San Mateo 8, 5, 11
Jesús sana el criado enfermo de un centurión romano. El
militar es pagano, romano, o sea, de la potencia ocupante. En ese momento
Palestina estaba ocupada por Roma. Pero la gracia no depende de si uno es católico,
judío o romano.
La gracia de Dios
depende de la actitud de fe. Y en eso el centurión romano es un ejemplo. El
centurión pagano da muestras de una gran fe y humildad. Jesús alaba su actitud
y lo pone como ejemplo.
La salvación que
anuncia va a ser universal, no sólo para el pueblo de Israel. Jesús tiene una
admirable libertad ante las normas convencionales de su tiempo. Concede la
salvación de Dios a todos, como quiere y cuando quiere.
Jesús sigue ahora, desde su existencia de Resucitado, en la
misma actitud de cercanía y de solidaridad con nuestros males. Quiere sanarnos
a todos, nos trasmite su palabra salvadora, y nos da fuerza y salud. Nuestra
oración, si está llena de confianza, siempre será escuchada.

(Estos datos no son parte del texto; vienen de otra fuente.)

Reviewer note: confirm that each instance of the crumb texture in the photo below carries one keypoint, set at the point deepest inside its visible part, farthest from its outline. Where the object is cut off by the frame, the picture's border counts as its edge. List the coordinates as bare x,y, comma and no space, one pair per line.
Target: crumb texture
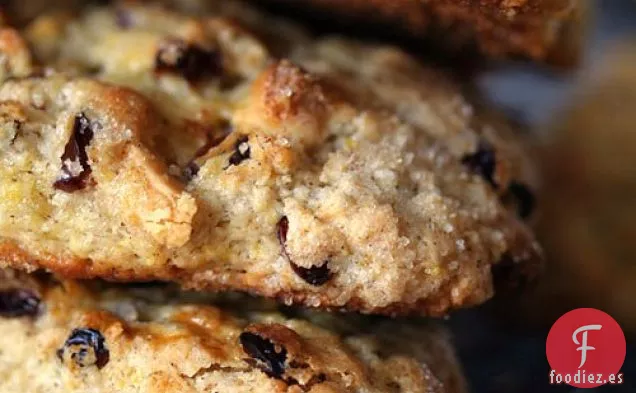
217,147
131,340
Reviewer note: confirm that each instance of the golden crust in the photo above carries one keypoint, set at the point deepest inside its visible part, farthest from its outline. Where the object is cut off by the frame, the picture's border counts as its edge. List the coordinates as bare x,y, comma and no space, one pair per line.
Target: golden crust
155,145
154,341
536,29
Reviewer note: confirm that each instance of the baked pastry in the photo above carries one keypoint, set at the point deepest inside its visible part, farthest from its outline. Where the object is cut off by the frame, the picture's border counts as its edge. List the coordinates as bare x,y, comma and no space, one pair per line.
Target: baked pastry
70,337
155,145
545,30
589,219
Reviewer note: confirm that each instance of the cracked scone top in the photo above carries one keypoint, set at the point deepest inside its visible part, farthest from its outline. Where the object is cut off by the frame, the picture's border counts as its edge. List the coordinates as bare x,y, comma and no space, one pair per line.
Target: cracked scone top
230,151
67,337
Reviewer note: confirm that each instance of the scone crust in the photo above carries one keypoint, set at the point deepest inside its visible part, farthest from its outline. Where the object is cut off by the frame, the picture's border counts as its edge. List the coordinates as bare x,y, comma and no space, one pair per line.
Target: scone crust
69,337
536,29
197,155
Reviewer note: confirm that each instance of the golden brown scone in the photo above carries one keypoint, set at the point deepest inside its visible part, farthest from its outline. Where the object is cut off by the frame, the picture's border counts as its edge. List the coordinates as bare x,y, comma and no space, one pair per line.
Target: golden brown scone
588,215
157,145
70,337
544,30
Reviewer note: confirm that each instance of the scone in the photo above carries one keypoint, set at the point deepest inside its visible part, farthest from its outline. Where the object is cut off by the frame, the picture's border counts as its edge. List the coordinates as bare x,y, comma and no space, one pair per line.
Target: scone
69,337
544,30
589,217
149,144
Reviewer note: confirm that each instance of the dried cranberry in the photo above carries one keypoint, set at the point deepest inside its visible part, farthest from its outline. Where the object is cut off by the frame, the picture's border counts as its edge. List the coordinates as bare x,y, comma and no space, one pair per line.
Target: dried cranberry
315,275
241,151
71,179
270,358
523,198
86,347
19,303
483,162
191,61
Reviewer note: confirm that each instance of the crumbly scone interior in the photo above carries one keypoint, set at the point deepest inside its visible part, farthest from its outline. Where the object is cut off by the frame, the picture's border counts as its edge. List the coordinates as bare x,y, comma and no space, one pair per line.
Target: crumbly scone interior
154,144
149,340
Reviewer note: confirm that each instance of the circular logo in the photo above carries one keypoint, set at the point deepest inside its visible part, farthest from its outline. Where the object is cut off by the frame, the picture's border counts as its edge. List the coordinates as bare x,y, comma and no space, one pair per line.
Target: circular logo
586,348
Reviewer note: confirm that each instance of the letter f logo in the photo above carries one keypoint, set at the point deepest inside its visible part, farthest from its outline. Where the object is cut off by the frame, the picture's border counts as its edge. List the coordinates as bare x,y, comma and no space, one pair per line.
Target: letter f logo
583,344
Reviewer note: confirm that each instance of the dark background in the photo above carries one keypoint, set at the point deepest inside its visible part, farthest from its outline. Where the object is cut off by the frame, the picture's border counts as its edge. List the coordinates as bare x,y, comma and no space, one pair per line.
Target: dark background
499,358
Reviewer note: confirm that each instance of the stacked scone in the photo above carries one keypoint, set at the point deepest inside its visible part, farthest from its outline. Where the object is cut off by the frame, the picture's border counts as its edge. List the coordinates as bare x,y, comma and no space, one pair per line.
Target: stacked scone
208,145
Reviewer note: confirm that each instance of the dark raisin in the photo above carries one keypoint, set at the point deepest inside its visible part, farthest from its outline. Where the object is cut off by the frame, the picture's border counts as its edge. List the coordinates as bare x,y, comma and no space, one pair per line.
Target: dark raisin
19,303
86,347
483,162
73,178
523,198
241,151
271,357
190,171
191,61
315,275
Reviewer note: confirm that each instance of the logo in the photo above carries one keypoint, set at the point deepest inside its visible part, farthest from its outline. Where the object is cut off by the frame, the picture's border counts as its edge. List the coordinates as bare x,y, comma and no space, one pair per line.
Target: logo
586,349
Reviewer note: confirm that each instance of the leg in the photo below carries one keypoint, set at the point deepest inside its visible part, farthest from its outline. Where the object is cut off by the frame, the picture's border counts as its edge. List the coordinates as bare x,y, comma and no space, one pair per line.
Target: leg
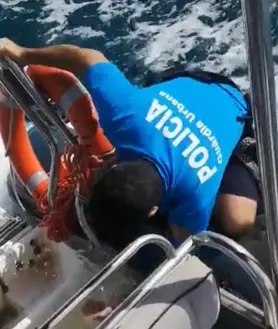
238,201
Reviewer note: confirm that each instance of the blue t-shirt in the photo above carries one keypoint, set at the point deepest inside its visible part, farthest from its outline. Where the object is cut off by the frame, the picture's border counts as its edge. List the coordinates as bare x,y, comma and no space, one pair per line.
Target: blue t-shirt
187,128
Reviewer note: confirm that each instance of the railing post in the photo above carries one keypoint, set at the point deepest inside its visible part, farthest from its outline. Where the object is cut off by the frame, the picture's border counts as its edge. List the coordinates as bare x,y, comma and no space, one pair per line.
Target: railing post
261,70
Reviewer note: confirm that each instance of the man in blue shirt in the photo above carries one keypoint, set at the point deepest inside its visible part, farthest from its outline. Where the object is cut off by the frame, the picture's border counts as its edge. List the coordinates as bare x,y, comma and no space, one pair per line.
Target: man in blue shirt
173,140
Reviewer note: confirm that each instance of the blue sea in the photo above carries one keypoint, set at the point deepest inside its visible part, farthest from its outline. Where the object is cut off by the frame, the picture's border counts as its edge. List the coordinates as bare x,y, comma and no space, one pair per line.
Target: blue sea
141,36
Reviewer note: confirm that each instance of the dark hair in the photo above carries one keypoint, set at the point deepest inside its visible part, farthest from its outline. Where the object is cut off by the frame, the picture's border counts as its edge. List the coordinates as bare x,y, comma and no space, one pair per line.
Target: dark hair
122,198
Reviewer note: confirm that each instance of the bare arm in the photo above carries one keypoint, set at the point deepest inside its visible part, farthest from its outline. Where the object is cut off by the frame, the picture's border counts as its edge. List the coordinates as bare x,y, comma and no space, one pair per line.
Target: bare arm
67,57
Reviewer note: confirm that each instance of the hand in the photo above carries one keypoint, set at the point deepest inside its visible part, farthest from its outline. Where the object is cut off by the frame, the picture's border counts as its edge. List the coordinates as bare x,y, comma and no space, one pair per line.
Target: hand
10,49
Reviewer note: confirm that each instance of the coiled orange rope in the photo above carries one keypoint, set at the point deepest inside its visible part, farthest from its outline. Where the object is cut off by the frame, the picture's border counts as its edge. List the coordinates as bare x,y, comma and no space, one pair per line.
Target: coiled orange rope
61,220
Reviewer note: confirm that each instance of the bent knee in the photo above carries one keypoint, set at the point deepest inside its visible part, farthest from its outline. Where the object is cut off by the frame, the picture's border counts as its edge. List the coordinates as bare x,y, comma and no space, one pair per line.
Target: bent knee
235,214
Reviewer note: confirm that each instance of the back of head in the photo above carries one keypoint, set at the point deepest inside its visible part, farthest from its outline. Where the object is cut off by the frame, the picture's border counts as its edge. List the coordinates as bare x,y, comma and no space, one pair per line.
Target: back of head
122,198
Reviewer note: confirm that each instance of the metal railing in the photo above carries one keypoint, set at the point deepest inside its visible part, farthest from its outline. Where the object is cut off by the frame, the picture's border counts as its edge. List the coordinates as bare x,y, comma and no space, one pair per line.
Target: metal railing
16,90
261,70
109,269
231,249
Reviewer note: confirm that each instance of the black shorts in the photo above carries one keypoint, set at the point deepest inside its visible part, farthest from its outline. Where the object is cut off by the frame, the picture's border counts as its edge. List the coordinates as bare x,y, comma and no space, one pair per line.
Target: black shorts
238,180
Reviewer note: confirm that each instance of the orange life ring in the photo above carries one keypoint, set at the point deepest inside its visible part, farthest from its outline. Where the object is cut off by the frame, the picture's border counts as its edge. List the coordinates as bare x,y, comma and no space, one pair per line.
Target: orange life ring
68,92
19,149
74,99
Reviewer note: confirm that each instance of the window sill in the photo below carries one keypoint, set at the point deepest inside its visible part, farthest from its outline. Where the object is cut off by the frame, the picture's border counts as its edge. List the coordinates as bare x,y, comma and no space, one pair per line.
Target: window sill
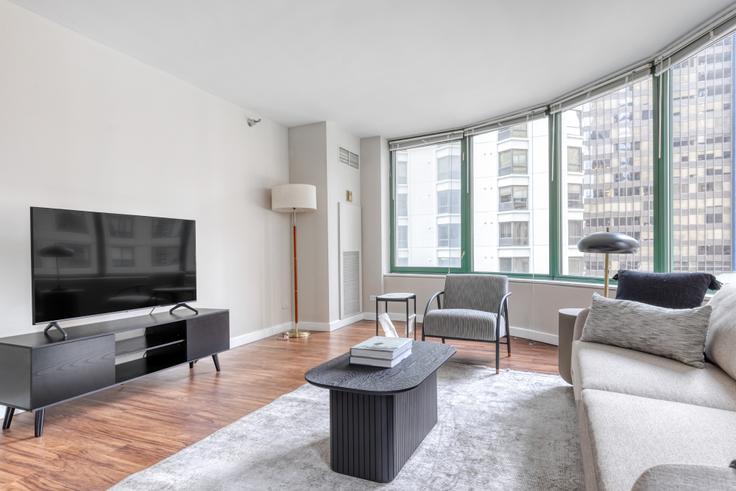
538,281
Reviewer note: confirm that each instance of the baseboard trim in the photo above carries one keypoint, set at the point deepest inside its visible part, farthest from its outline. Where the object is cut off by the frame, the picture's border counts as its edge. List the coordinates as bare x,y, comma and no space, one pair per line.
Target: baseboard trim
331,326
521,332
251,337
534,335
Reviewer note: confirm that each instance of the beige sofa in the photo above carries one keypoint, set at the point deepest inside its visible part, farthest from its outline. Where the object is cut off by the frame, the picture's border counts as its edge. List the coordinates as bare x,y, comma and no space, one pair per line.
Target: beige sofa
648,422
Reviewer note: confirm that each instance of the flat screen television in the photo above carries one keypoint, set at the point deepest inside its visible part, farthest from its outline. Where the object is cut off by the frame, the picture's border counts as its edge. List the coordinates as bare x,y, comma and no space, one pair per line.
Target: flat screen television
87,263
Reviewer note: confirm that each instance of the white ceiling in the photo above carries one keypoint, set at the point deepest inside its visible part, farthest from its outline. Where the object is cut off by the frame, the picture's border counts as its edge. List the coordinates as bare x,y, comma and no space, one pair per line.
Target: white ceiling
383,67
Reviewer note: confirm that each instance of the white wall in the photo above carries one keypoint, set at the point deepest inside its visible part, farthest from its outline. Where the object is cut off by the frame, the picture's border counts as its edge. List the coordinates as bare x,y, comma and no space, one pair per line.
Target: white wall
313,159
85,127
340,178
375,216
307,157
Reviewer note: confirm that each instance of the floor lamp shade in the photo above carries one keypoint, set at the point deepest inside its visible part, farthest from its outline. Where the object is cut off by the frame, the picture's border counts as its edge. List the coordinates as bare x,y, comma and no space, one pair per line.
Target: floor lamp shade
290,198
608,243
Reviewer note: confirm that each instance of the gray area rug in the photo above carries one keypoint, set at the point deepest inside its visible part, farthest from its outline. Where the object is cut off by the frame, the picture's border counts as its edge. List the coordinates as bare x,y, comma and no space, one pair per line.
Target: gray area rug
516,430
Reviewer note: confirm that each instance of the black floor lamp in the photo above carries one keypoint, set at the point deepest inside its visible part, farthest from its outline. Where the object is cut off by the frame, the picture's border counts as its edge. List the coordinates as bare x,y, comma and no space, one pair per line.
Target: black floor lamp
608,243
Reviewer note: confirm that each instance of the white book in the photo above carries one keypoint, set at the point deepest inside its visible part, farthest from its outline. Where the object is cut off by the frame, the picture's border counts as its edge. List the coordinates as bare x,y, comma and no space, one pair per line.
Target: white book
373,362
381,347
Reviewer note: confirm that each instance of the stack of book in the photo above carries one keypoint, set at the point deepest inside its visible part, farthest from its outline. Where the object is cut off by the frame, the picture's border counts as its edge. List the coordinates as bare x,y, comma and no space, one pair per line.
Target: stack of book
380,351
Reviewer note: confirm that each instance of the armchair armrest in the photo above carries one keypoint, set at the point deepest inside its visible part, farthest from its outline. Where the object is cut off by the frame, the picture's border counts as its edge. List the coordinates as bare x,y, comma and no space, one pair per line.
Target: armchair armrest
437,296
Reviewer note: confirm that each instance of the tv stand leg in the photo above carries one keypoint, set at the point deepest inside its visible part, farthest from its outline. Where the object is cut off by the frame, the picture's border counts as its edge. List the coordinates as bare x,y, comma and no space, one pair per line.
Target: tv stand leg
183,305
40,413
54,325
9,412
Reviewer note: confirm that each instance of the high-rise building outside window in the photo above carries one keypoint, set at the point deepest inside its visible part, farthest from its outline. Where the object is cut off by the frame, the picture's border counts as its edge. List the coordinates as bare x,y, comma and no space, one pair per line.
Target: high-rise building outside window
615,189
513,161
510,198
701,103
574,159
427,206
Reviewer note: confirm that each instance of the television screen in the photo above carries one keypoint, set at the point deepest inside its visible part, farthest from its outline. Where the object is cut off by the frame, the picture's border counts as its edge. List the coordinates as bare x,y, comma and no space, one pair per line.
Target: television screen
87,263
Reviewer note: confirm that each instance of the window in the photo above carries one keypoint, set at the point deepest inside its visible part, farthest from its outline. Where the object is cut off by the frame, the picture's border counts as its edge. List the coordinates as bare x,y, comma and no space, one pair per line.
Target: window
402,205
515,131
604,180
401,177
428,206
448,235
513,198
574,159
448,201
402,237
513,161
513,234
448,163
616,190
514,264
702,160
574,195
574,232
575,266
511,211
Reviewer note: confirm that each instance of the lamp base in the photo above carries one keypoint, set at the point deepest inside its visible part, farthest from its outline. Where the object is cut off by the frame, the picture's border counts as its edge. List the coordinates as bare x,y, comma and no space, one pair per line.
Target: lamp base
296,334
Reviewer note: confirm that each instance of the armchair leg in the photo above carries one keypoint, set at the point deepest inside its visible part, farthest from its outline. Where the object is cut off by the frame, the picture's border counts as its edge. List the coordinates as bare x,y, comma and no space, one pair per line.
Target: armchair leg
498,353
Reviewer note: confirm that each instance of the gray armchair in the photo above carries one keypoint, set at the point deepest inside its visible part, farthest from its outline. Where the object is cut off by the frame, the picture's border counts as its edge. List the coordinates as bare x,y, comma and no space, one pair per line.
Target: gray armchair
475,309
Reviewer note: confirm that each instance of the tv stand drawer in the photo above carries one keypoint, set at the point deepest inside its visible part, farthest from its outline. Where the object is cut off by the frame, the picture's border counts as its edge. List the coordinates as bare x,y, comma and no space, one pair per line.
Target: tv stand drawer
67,370
208,335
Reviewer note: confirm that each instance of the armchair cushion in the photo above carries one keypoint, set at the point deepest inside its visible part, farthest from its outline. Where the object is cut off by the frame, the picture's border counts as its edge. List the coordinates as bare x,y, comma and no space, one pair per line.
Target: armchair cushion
463,324
474,291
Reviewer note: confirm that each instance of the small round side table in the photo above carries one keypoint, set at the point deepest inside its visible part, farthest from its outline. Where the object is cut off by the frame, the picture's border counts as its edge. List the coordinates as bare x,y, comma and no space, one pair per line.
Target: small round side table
565,328
399,297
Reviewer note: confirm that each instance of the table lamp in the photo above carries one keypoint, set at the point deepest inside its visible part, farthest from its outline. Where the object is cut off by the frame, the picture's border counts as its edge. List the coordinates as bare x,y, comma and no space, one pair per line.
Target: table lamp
608,243
294,198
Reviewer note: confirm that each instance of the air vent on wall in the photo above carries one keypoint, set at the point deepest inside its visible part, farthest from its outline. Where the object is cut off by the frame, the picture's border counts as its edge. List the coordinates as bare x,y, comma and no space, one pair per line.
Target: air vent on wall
349,158
351,283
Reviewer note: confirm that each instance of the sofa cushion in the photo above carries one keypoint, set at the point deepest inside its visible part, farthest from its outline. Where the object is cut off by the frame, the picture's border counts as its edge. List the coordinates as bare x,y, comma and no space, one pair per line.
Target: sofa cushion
598,366
628,434
670,290
720,344
675,333
462,324
685,477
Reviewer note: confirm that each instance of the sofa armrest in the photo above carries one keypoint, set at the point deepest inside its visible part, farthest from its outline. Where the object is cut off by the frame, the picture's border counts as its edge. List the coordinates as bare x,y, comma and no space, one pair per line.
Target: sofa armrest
683,476
579,323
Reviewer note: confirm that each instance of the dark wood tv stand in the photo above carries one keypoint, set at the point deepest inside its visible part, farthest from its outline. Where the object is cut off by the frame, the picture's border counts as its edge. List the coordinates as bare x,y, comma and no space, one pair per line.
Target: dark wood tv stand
40,370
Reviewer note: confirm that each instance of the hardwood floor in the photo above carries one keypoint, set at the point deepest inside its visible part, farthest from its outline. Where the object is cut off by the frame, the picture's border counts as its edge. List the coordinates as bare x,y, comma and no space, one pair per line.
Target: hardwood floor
96,441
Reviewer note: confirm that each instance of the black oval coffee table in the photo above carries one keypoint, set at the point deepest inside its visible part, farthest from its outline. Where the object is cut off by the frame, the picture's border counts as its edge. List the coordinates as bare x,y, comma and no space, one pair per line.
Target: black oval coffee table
379,416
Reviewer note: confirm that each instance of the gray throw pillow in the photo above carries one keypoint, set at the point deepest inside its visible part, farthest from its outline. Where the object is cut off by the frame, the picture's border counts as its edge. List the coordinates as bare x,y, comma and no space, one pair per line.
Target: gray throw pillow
720,345
673,333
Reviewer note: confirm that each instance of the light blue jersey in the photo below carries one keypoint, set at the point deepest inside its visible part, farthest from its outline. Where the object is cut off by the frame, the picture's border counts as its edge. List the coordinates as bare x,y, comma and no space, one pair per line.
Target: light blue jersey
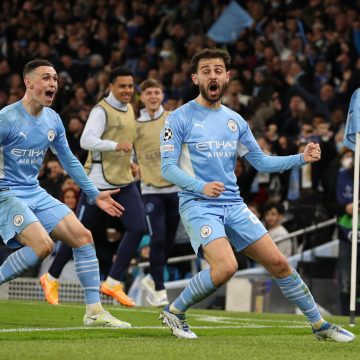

En la misa, antes de acercarnos a la comunión, repetimos las
palabras del centurión de hoy: «Señor, no soy digno de que entres en mi casa,
pero una palabra tuya bastará para sanarme». Nadie es digno, pero Jesús a todos
nos quiere sanar.
La Eucaristía quiere
curar nuestras debilidades. El mismo se hace nuestro alimento y nos comunica su
vida: «el que come mi Carne y bebe mi Sangre permanece en mí y yo en él». La
eucaristía no es solo para perfectos, si fuera así nadie podríamos comulgar,
porque ninguno es perfecto. Solo Dios es perfecto.
La eucaristía es
comida para pecadores, y todos somos pecadores. Por eso en la eucaristía
buscamos el perdón y la fuerza de Jesús que nos sostiene y anima siempre. Si no
comemos alimentos no tenemos fuerza, igual nos pasa si no recibimos la
Eucaristía, no tendremos fuerza espiritual.